それで何かねえ、歌謡曲っぽいのが良い曲に聞こえる。メタル歌謡。別に悪くない。歌謡曲こそは、日本語の歌の最良のかたちである。どんなジャンルであろうと結局「歌謡曲」化するのが、日本語の歌のチカラかも知れない。と、昭和の人間である私は思う。
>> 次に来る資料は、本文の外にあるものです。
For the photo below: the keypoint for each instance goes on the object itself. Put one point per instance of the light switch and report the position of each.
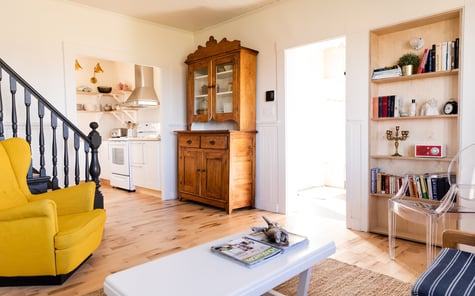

それはさておき、この宝塚出身というアカネ・リブさん、美しい容姿と声を併せ持つ、希有な人材なのは間違いない。ダーク・ミューズだかメタル・ディーバだか何でもいいけど、もっともっと存在感を高めて一般的な人気も集めてもらいたいもんだ。

ロックはやっぱり、ブリティッシュ・ハードロック、プログレッシブロックが基本と考える70年代ティーンエイジャーの私も、これを機会にゴシックやらシンフォニックやらのメタルも聴いてみるか・・・。

しかし実感としては、いまやロック音楽は質的にも量的にも飽和状態の気配だ。世界中でたーくさんのバンドがたーくさんの音楽を作っているのだから、何をやっても、どっかで聴いたことがある、っていう感じになるのも無理はないような気がする。音楽を作る側は大変だとしか言いようがない。